- Directed by: Daniel Etim-Effiong
- Starring: Daniel Etim-Effiong; Kunle Remi; Genoveva Umeh; Deyemi Okanlawon; Linda Ejiofor;
- Release date: 2025;
- Country: Nigeria
- Languages: English, Yoruba, Igbo, Hausa, Nigerian pidgin

= The Herd (2025 film) =

2025 Nigerian film

The Herd is a 2025 Nigerian crime thriller directed by Daniel Etim Effiong and co-produced by FilmOne Studios, ToriTori Films, Serendipity HHC, and Airscape. The film marks Effiong's directorial debut. It was released theatrically on 17 October 2025 and stars Daniel Etim Effiong, Kunle Remi, Genoveva Umeh, Deyemi Okanlawon, Linda Ejiofor, Mercy Aigbe, Adam Garba, Abba Ali Zaky, and Norbert Young. The film revolves around kidnapping by herdsmen and it generated reactions and grievances from the Arewa community, emphasizing that it creates a stereotype against the Muslim community. Director Etim-Effiong has described the film as a personal and professional milestone for him.

== Plot summary ==
The Herd opens with a happy day, the wedding of Fola and Derin. After the wedding party, they were headed home, driven by Gosi, Fola's best friend, when they were attacked by kidnappers disguised as herders.
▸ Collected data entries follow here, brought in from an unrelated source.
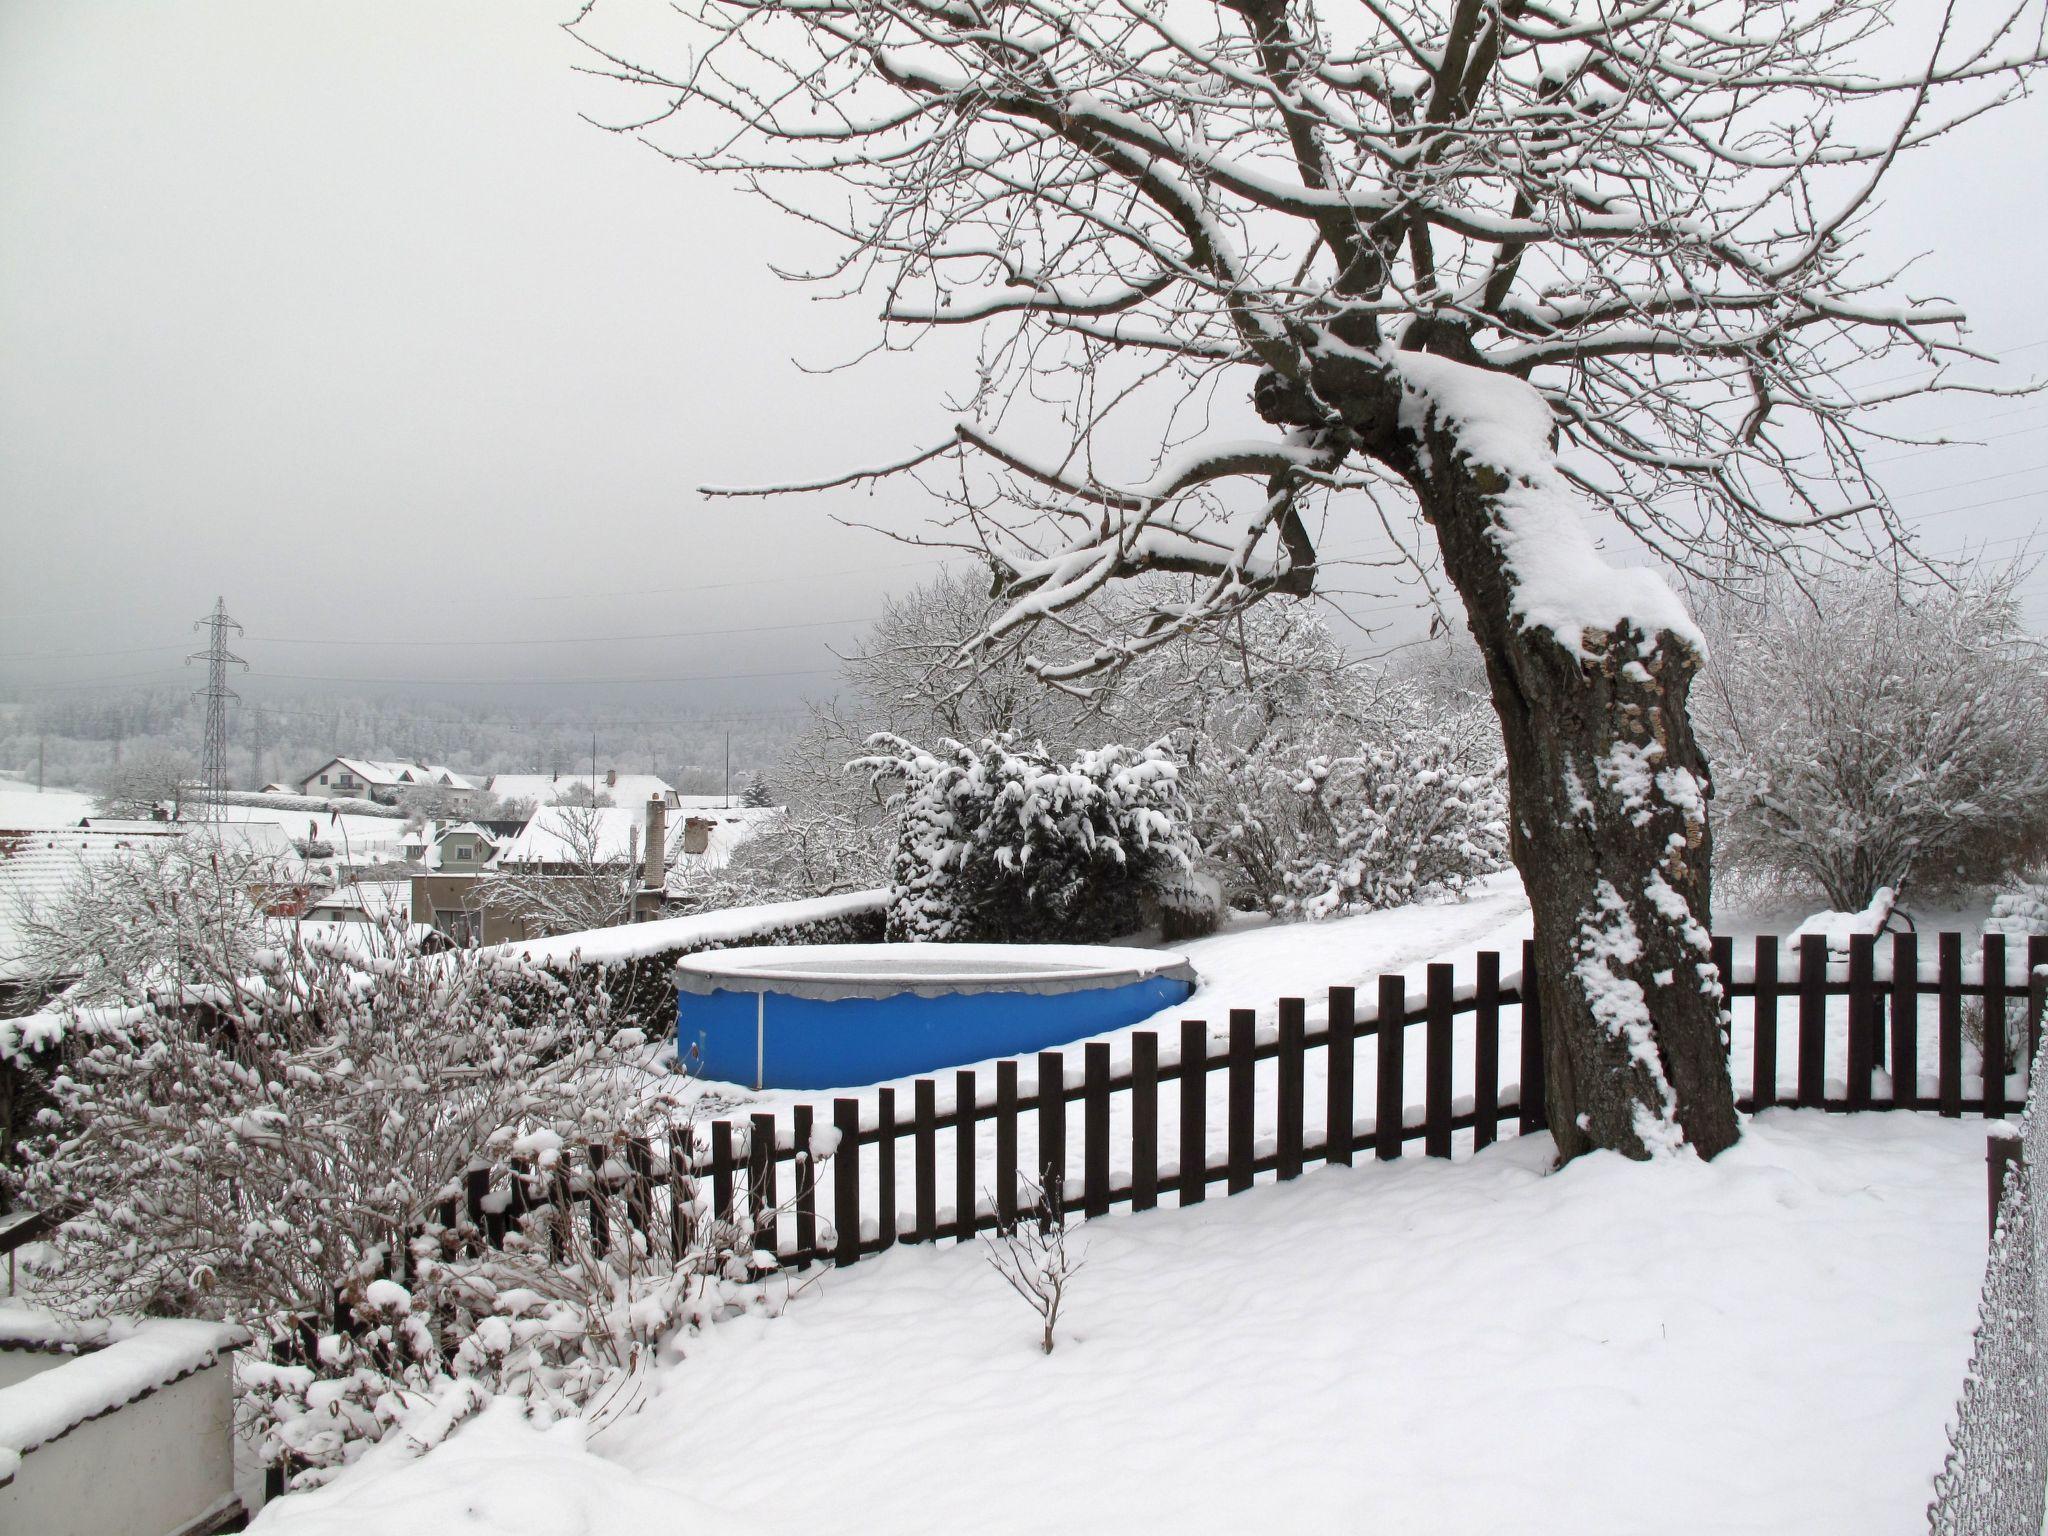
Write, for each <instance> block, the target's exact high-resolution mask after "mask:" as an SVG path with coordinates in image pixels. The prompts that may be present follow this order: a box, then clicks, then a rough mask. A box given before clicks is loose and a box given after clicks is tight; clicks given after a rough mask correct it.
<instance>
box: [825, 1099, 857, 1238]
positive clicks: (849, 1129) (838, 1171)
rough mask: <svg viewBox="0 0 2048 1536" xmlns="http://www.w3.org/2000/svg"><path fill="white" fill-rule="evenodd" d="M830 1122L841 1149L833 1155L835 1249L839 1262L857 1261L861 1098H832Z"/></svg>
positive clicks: (832, 1196)
mask: <svg viewBox="0 0 2048 1536" xmlns="http://www.w3.org/2000/svg"><path fill="white" fill-rule="evenodd" d="M831 1124H834V1128H838V1133H840V1149H838V1151H836V1153H834V1155H831V1225H834V1227H836V1229H838V1231H836V1233H834V1237H838V1247H836V1249H834V1251H836V1255H838V1260H840V1264H854V1262H856V1260H858V1257H860V1100H856V1098H836V1100H831Z"/></svg>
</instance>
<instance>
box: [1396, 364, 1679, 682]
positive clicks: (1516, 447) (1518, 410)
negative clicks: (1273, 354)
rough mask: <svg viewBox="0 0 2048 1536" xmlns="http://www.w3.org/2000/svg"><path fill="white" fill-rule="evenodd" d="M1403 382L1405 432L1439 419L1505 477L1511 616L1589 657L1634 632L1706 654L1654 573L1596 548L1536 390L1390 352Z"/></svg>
mask: <svg viewBox="0 0 2048 1536" xmlns="http://www.w3.org/2000/svg"><path fill="white" fill-rule="evenodd" d="M1391 358H1393V365H1395V371H1397V373H1399V375H1401V385H1403V391H1401V426H1403V428H1405V430H1409V432H1417V434H1419V432H1421V430H1423V426H1425V424H1427V422H1430V418H1432V416H1434V418H1436V422H1438V426H1442V428H1444V430H1446V432H1450V436H1454V438H1456V442H1458V449H1460V451H1462V453H1464V455H1466V457H1468V459H1470V461H1473V463H1479V465H1491V467H1493V469H1499V471H1501V473H1503V475H1505V477H1507V489H1503V492H1501V494H1499V496H1497V498H1495V506H1497V508H1499V524H1497V526H1495V530H1493V539H1495V543H1497V545H1499V547H1501V555H1503V559H1505V561H1507V571H1509V586H1511V598H1509V604H1511V610H1513V614H1516V618H1520V621H1522V625H1524V627H1528V629H1548V631H1550V633H1552V635H1556V639H1559V643H1561V645H1565V647H1567V649H1569V651H1575V653H1577V655H1581V657H1585V635H1587V631H1591V633H1614V631H1616V629H1620V627H1622V625H1634V627H1636V629H1640V631H1642V633H1645V635H1657V633H1659V631H1671V633H1673V635H1677V637H1679V639H1681V641H1686V643H1688V645H1692V647H1694V649H1696V651H1698V653H1700V655H1706V637H1704V635H1702V633H1700V627H1698V625H1694V621H1692V614H1690V612H1686V604H1683V602H1679V598H1677V594H1675V592H1673V590H1671V588H1669V586H1667V584H1665V580H1663V578H1661V575H1657V571H1649V569H1636V567H1616V565H1608V561H1606V559H1602V555H1599V551H1597V549H1593V537H1591V535H1589V532H1587V530H1585V524H1583V522H1581V520H1579V498H1577V496H1573V492H1571V487H1569V485H1567V483H1565V477H1563V475H1561V473H1559V469H1556V453H1554V451H1552V449H1550V434H1552V428H1554V420H1552V416H1550V408H1548V406H1546V403H1544V397H1542V395H1540V393H1538V391H1536V387H1534V385H1530V383H1526V381H1524V379H1516V377H1513V375H1507V373H1493V371H1489V369H1475V367H1470V365H1466V362H1456V360H1452V358H1444V356H1434V354H1430V352H1393V354H1391Z"/></svg>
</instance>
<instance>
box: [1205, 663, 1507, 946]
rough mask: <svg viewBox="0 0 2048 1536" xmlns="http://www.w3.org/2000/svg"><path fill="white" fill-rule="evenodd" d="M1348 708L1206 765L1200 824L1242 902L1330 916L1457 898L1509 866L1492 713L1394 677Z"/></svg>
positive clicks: (1299, 723) (1355, 697) (1217, 757)
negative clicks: (1401, 682) (1413, 685)
mask: <svg viewBox="0 0 2048 1536" xmlns="http://www.w3.org/2000/svg"><path fill="white" fill-rule="evenodd" d="M1350 702H1352V707H1350V709H1333V711H1327V713H1317V715H1303V717H1292V719H1286V721H1276V723H1274V727H1272V729H1270V731H1266V733H1264V735H1257V737H1253V739H1249V741H1241V743H1239V741H1212V743H1208V750H1206V752H1204V754H1202V756H1200V762H1202V770H1200V774H1198V791H1196V799H1198V803H1200V809H1202V821H1200V823H1198V825H1200V827H1202V842H1204V850H1206V852H1208V856H1210V858H1212V860H1217V862H1219V864H1221V866H1223V868H1225V870H1227V874H1229V881H1231V887H1233V893H1235V897H1237V899H1241V901H1249V903H1253V905H1257V907H1262V909H1268V911H1276V913H1280V915H1300V918H1329V915H1333V913H1339V911H1372V909H1378V907H1391V905H1401V903H1405V901H1421V899H1430V897H1440V895H1450V893H1456V891H1460V889H1464V887H1466V885H1468V883H1470V881H1475V879H1481V877H1483V874H1491V872H1493V870H1499V868H1505V866H1507V782H1505V762H1503V758H1501V748H1499V733H1497V731H1495V727H1493V721H1491V717H1489V715H1487V713H1485V711H1481V709H1479V707H1477V705H1473V702H1462V705H1460V702H1456V700H1452V702H1442V700H1430V698H1427V696H1425V694H1423V692H1421V690H1419V688H1415V686H1413V684H1401V682H1386V680H1378V682H1376V686H1372V690H1370V692H1366V690H1358V694H1356V696H1354V698H1352V700H1350Z"/></svg>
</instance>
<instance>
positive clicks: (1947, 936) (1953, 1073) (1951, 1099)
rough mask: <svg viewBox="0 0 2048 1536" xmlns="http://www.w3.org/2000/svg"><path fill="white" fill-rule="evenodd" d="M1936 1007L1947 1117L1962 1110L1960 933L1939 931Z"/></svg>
mask: <svg viewBox="0 0 2048 1536" xmlns="http://www.w3.org/2000/svg"><path fill="white" fill-rule="evenodd" d="M1937 954H1939V971H1942V975H1939V981H1937V983H1935V987H1937V989H1939V1008H1942V1114H1946V1116H1948V1118H1950V1120H1954V1118H1958V1116H1960V1114H1962V934H1942V938H1939V940H1937Z"/></svg>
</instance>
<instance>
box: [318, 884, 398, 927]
mask: <svg viewBox="0 0 2048 1536" xmlns="http://www.w3.org/2000/svg"><path fill="white" fill-rule="evenodd" d="M299 922H309V924H377V926H387V924H393V922H399V924H410V922H412V881H356V883H354V885H338V887H334V889H332V891H324V893H322V895H317V897H313V899H311V901H309V903H307V905H305V911H301V913H299Z"/></svg>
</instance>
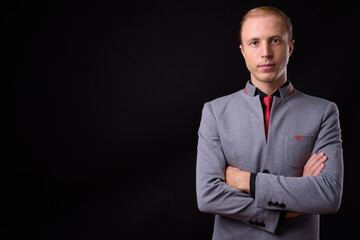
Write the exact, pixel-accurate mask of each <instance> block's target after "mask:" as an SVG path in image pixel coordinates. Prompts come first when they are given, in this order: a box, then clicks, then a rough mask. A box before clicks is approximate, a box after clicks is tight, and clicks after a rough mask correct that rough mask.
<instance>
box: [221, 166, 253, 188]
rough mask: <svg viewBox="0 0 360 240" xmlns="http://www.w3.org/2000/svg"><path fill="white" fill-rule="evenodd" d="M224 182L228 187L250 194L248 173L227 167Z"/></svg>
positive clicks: (243, 171) (246, 172) (248, 174)
mask: <svg viewBox="0 0 360 240" xmlns="http://www.w3.org/2000/svg"><path fill="white" fill-rule="evenodd" d="M225 182H226V184H227V185H229V186H230V187H233V188H235V189H238V190H241V191H245V192H247V193H250V172H246V171H241V170H240V169H238V168H235V167H232V166H228V167H227V168H226V171H225Z"/></svg>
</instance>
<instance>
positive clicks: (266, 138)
mask: <svg viewBox="0 0 360 240" xmlns="http://www.w3.org/2000/svg"><path fill="white" fill-rule="evenodd" d="M263 101H264V104H265V107H266V108H265V111H264V121H265V136H266V139H267V133H268V129H269V122H270V112H271V103H272V96H266V97H264V100H263Z"/></svg>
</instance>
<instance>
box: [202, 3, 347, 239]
mask: <svg viewBox="0 0 360 240" xmlns="http://www.w3.org/2000/svg"><path fill="white" fill-rule="evenodd" d="M239 33H240V50H241V53H242V55H243V57H244V59H245V62H246V66H247V68H248V70H249V72H250V81H248V82H247V84H246V86H245V88H244V89H242V90H240V91H238V92H236V93H234V94H231V95H228V96H225V97H221V98H218V99H215V100H213V101H211V102H208V103H206V104H205V105H204V108H203V113H202V119H201V123H200V128H199V142H198V157H197V167H196V188H197V198H198V206H199V209H200V210H201V211H203V212H207V213H212V214H215V223H214V232H213V239H221V240H226V239H256V240H258V239H266V240H269V239H291V240H295V239H301V240H304V239H307V240H312V239H319V225H320V224H319V218H320V217H319V214H327V213H334V212H336V211H337V210H338V209H339V207H340V202H341V196H342V186H343V160H342V145H341V144H342V143H341V135H340V125H339V116H338V110H337V107H336V105H335V104H334V103H332V102H329V101H327V100H324V99H320V98H316V97H311V96H308V95H305V94H303V93H301V92H300V91H297V90H295V89H294V88H293V86H292V84H291V82H289V81H288V80H287V70H286V68H287V64H288V60H289V57H290V55H291V53H292V51H293V49H294V40H293V39H292V26H291V22H290V20H289V18H288V17H287V16H286V15H285V14H284V13H283V12H281V11H280V10H278V9H276V8H273V7H260V8H255V9H252V10H250V11H249V12H248V13H247V14H246V15H245V16H244V17H243V20H242V23H241V27H240V32H239Z"/></svg>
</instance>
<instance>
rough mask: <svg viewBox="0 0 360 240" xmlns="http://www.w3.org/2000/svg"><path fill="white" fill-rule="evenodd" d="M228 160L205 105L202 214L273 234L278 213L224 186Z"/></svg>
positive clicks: (230, 187)
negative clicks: (262, 229)
mask: <svg viewBox="0 0 360 240" xmlns="http://www.w3.org/2000/svg"><path fill="white" fill-rule="evenodd" d="M225 168H226V159H225V156H224V153H223V148H222V146H221V141H220V138H219V133H218V128H217V124H216V118H215V116H214V114H213V112H212V109H211V105H210V104H209V103H207V104H205V106H204V108H203V113H202V119H201V123H200V128H199V141H198V154H197V165H196V191H197V201H198V207H199V209H200V211H202V212H206V213H212V214H217V215H221V216H224V217H228V218H232V219H235V220H238V221H242V222H244V223H246V224H250V225H253V226H254V227H258V228H261V229H263V230H266V231H269V232H272V233H274V232H275V229H276V227H277V224H278V220H279V215H280V212H279V211H274V210H265V209H261V208H256V207H255V202H254V199H253V198H251V196H250V194H248V193H245V192H242V191H239V190H236V189H234V188H231V187H230V186H228V185H227V184H226V183H225V179H224V175H225Z"/></svg>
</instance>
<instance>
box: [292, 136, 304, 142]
mask: <svg viewBox="0 0 360 240" xmlns="http://www.w3.org/2000/svg"><path fill="white" fill-rule="evenodd" d="M294 137H295V138H296V139H297V140H298V141H300V139H301V138H302V137H303V135H295V136H294Z"/></svg>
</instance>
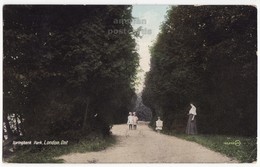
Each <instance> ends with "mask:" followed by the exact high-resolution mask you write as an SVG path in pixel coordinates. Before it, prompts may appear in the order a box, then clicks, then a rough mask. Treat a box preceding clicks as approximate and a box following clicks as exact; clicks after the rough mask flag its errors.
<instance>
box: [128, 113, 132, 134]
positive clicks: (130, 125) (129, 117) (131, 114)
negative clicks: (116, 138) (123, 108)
mask: <svg viewBox="0 0 260 167" xmlns="http://www.w3.org/2000/svg"><path fill="white" fill-rule="evenodd" d="M127 124H128V127H129V130H132V128H133V115H132V113H131V112H129V116H128V119H127Z"/></svg>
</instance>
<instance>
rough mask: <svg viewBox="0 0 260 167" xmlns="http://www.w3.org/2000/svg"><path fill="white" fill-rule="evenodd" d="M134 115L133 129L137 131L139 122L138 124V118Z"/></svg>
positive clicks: (133, 120) (135, 113) (135, 115)
mask: <svg viewBox="0 0 260 167" xmlns="http://www.w3.org/2000/svg"><path fill="white" fill-rule="evenodd" d="M133 114H134V115H133V128H134V130H136V128H137V122H138V117H137V116H136V113H135V112H134V113H133Z"/></svg>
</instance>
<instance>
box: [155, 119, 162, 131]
mask: <svg viewBox="0 0 260 167" xmlns="http://www.w3.org/2000/svg"><path fill="white" fill-rule="evenodd" d="M162 127H163V121H162V120H161V119H160V117H158V120H157V121H156V128H155V130H157V132H158V133H160V132H161V130H162Z"/></svg>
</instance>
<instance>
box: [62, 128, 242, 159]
mask: <svg viewBox="0 0 260 167" xmlns="http://www.w3.org/2000/svg"><path fill="white" fill-rule="evenodd" d="M112 133H113V135H115V136H116V137H117V143H116V144H115V145H114V146H112V147H109V148H108V149H106V150H103V151H99V152H88V153H71V154H68V155H63V156H61V157H58V158H61V159H64V161H65V162H66V163H90V162H92V163H94V162H95V163H140V162H141V163H146V162H150V163H189V162H192V163H196V162H217V163H236V162H237V161H236V160H232V159H230V158H228V157H226V156H224V155H222V154H220V153H216V152H214V151H211V150H209V149H207V148H205V147H203V146H201V145H199V144H197V143H194V142H189V141H185V140H182V139H178V138H176V137H172V136H167V135H163V134H158V133H156V132H154V131H152V129H150V128H149V127H148V126H147V125H146V124H144V123H143V124H141V125H139V126H138V129H137V130H132V131H129V130H128V129H127V125H125V124H123V125H115V126H113V129H112Z"/></svg>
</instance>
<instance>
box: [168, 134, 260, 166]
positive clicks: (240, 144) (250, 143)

The groom was murdered on the spot while he attempted to run away, leaving his newlywed wife, Gosi and other victims. The kidnapping caused a strong fight for survival among the victims, while different levels of betrayal were also displayed among the kidnappers leading to violence and compromise.

== Cast ==
- Daniel Etim-Effiong as Gosi
- Kunle Remi as Fola
- Genoveva Umeh as Derin
- Mercy Aigbe as Derin's mother
- Deyemi Okanlawon
- Linda Ejiofor as Adama
- Sulaiman Ladani as Yakubu
- Adam Garba
- Abba Ali Zaky as Halil
- Amal Umar as Habiba
- Jaiye Kuti as Fola’s mother

== Production and release ==
The film which was released theatrically on 17 October 2025, made ₦30.1 million in the opening weekend.